Ramirez shot and killed himself after barricading himself inside a home in Long Beach following the carjackings of two vehicles on New Year’s Day 2016, as tactical surveillance units from the LAPD continued to search for Gasparyan, who drove against traffic on the 5 Freeway three days later and fled on foot after the wrong-way crash, according to the deputy district attorney.
As police chased Gasparyan, two officers saw him reach into his pocket and “come up with the gun,” and they shot him as he held a .357-caliber revolver in one of his hands, McKinney told jurors.
In a document released in January 2019, Los Angeles County prosecutors concluded that the force used by Los Angeles police detectives Marcelo Raffi and Peter Miranda was “reasonable under the circumstances in order to defend their lives and the lives of others, and to capture a dangerous, fleeing felon.”

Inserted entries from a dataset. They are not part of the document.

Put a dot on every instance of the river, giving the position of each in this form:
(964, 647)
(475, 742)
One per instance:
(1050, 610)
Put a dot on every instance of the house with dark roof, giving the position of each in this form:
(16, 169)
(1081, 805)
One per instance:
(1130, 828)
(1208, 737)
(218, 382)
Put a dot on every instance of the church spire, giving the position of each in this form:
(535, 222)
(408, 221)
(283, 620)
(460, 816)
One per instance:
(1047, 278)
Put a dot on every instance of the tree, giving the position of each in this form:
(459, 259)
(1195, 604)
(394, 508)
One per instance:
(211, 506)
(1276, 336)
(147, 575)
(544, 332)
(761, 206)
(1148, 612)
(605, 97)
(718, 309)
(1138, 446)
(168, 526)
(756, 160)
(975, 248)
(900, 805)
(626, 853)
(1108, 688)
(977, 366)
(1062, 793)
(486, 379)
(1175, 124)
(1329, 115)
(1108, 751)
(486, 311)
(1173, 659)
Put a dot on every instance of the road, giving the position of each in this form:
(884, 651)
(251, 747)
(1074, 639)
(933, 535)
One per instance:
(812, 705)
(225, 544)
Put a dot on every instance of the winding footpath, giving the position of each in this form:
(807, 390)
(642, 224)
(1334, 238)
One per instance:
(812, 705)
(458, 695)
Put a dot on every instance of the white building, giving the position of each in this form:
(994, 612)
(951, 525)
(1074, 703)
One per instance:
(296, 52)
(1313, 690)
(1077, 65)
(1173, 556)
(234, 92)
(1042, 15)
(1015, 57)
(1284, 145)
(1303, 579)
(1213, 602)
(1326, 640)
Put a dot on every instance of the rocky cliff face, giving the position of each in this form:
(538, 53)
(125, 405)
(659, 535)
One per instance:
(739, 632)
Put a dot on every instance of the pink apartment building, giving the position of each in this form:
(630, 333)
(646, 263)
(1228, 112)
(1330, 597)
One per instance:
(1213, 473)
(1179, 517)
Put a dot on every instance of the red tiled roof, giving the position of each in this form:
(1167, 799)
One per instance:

Then-LAPD Chief Charlie Beck — who had called Gasparyan a “very, very dangerous individual” — said police had been actively searching for him in connection with the alleged crime spree.
Superior Court Judge Kathleen Kennedy — who presided over the trial — had earlier rejected a motion made at the behest of District Attorney George Gascón to dismiss the special circumstance allegation, which opened Gasparyan to the sentence of life without parole, according to the prosecutor.